What they should have said is that every enemy has its own strategy, as that’d be much truer to the game’s design. The way you fight Keese is naturally different from the way you fight a Skulltula or Stalfos, for example. Sure, many of them have puzzle-like elements, such as the hydra enemy that requires that you cut off all three of its heads at once, but the way you deal with them is action and reflex-based, not a test of intellect.
The combat mechanics more nearly resemble the engine seen in Zelda II: The Adventure of Link, where timing and positioning of attacks is key. Strike too high or too soon and you’ll hit the enemy’s sword or shield; wait too long or use the wrong technique and you’ll find yourself vulnerable to attack. I’ve noted the similarities before in an article I wrote a few months prior to E3, but since then I’ve gotten the chance to try the game for myself, meaning that the comparison is less speculative and more concrete.

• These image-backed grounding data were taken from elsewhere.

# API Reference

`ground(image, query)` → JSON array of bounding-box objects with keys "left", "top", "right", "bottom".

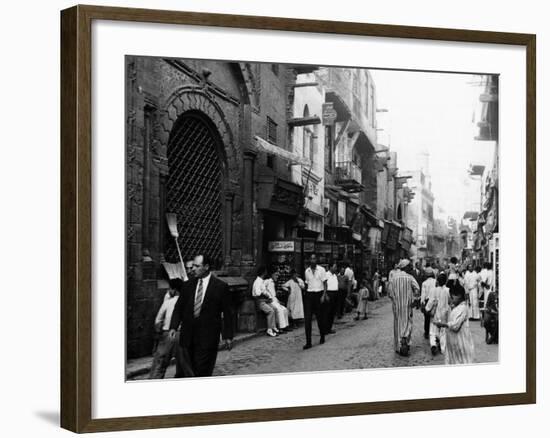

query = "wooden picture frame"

[{"left": 60, "top": 4, "right": 536, "bottom": 433}]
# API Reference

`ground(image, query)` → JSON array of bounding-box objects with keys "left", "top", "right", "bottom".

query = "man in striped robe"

[{"left": 389, "top": 259, "right": 420, "bottom": 356}]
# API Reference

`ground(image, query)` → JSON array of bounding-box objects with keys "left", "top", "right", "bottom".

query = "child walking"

[
  {"left": 433, "top": 283, "right": 475, "bottom": 365},
  {"left": 354, "top": 279, "right": 370, "bottom": 321}
]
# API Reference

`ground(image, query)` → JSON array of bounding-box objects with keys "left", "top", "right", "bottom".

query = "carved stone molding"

[{"left": 161, "top": 87, "right": 242, "bottom": 183}]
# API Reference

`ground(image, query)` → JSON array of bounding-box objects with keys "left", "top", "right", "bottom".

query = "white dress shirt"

[
  {"left": 252, "top": 276, "right": 269, "bottom": 298},
  {"left": 479, "top": 269, "right": 493, "bottom": 290},
  {"left": 325, "top": 271, "right": 339, "bottom": 291},
  {"left": 305, "top": 265, "right": 327, "bottom": 292},
  {"left": 463, "top": 271, "right": 479, "bottom": 291},
  {"left": 421, "top": 277, "right": 436, "bottom": 303},
  {"left": 344, "top": 267, "right": 355, "bottom": 282}
]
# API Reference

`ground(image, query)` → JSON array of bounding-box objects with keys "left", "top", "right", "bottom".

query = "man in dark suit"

[{"left": 169, "top": 254, "right": 234, "bottom": 377}]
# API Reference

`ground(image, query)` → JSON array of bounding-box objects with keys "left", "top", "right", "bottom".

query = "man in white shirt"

[
  {"left": 252, "top": 266, "right": 278, "bottom": 337},
  {"left": 324, "top": 263, "right": 340, "bottom": 335},
  {"left": 463, "top": 264, "right": 481, "bottom": 319},
  {"left": 342, "top": 262, "right": 356, "bottom": 311},
  {"left": 448, "top": 256, "right": 459, "bottom": 281},
  {"left": 344, "top": 263, "right": 356, "bottom": 291},
  {"left": 420, "top": 268, "right": 436, "bottom": 340},
  {"left": 303, "top": 254, "right": 328, "bottom": 349},
  {"left": 149, "top": 279, "right": 193, "bottom": 379}
]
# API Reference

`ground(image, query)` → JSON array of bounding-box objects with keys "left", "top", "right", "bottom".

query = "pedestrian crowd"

[
  {"left": 387, "top": 256, "right": 498, "bottom": 364},
  {"left": 254, "top": 254, "right": 363, "bottom": 350},
  {"left": 145, "top": 251, "right": 498, "bottom": 380}
]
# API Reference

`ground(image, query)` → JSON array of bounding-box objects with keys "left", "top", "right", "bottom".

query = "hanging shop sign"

[
  {"left": 322, "top": 102, "right": 338, "bottom": 126},
  {"left": 303, "top": 241, "right": 315, "bottom": 253},
  {"left": 268, "top": 241, "right": 295, "bottom": 252},
  {"left": 315, "top": 242, "right": 333, "bottom": 254}
]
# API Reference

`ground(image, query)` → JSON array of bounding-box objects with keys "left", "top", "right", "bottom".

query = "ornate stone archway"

[
  {"left": 159, "top": 88, "right": 242, "bottom": 266},
  {"left": 160, "top": 86, "right": 241, "bottom": 187}
]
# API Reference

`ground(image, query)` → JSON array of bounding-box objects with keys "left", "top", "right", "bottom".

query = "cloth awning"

[{"left": 254, "top": 136, "right": 310, "bottom": 166}]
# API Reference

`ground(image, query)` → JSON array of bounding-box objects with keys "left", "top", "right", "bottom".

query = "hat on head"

Let me draw out an analogy for you. Consider that The Legend of Zelda set the framework for the entire series. From there we saw two different directions: the Zelda II direction, which innovated combat, and the A Link to the Past direction, which preserved the original combat formula but added “cool” techniques like the Spin Attack. I’d compare the original game to Ocarina of Time, Link to the Past to Twilight Princess, and Skyward Sword to a sort of hypothetical brain-child of both Zelda II and Link to the Past that builds on the improvement philosophies behind both games.
What really drove the similarities home, though, was that I started playing Zelda II a few days ago (embarrassingly enough, I have never finished it before) and realized that playing Skyward Sword actually made the combat in Zelda II feel more natural. For whatever reason I was never very good at fighting some of the tougher enemies such as Iron Knuckles or Dairas without using cheap tactics such as the jumping trick or Down Thrust, but now that I’m a bit more used to this style of combat I’ve actually been able to hold my own the old-fashioned way this time around. While I’ve always understood why Zelda II had the deepest, most engaging, most challenging combat in the series, now I can appreciate it a whole lot more. Being able to enjoy it in this new way makes me even more excited for the Motion Plus combat in Skyward Sword, particularly what it will be like in the later stages of the game.

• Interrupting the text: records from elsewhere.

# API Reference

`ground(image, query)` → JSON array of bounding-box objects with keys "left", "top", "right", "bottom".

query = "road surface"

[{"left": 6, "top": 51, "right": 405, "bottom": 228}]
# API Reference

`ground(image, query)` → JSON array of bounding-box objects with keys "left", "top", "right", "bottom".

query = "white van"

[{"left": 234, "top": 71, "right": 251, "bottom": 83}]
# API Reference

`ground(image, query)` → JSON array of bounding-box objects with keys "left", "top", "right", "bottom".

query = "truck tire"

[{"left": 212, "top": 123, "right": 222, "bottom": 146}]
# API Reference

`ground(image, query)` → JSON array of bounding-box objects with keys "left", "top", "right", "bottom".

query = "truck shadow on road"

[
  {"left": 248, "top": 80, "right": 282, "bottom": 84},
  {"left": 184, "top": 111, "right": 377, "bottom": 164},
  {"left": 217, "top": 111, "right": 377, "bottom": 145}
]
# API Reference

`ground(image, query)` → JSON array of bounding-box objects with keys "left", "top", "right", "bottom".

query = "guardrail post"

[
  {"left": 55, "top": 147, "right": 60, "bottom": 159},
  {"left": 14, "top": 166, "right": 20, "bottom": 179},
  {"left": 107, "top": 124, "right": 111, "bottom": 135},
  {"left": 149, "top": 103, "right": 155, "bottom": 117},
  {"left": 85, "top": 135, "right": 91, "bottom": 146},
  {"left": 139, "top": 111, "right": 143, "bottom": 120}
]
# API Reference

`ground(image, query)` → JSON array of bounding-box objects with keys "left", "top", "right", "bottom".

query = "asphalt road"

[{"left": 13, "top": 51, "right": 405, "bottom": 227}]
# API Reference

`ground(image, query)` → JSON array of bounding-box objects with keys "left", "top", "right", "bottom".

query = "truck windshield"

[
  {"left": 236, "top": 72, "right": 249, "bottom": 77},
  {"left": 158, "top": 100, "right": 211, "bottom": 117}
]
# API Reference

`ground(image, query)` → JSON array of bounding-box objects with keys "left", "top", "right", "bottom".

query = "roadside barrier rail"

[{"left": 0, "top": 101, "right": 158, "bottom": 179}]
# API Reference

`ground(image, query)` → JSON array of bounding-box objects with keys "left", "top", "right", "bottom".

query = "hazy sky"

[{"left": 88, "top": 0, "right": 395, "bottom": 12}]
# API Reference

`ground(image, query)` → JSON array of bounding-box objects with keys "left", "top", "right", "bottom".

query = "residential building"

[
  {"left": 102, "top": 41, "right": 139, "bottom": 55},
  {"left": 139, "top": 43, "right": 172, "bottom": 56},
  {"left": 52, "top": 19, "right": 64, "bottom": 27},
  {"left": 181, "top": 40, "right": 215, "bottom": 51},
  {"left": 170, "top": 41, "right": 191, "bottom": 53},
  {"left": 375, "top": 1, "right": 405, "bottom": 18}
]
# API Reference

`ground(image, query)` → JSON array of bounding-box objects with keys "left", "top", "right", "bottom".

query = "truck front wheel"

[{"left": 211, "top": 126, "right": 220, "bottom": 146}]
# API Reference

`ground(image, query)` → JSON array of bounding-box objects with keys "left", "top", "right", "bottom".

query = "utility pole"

I suspect that the reason why Nintendo would rather compare Skyward Sword‘s combat to “puzzles” instead of “arcade combat after the style of Zelda II” is because of Adventure of Link‘s notorious reputation as the “black sheep” of the Zelda series. While the game was successful back in its day, there’s a tendency particularly among modern players not to give it much of a look because of how different it is. People also frequently scrutinize its difficulty – unfairly, I think, since honestly the difficulty comes mostly from your limited extra lives and the fact that certain areas have bottomless pits that can quickly burn through them. But regardless of what I think, that stained reputation remains, and so it’s no wonder Nintendo would conveniently avoid making reference to the game, even though I think it’s more relevant now than ever before.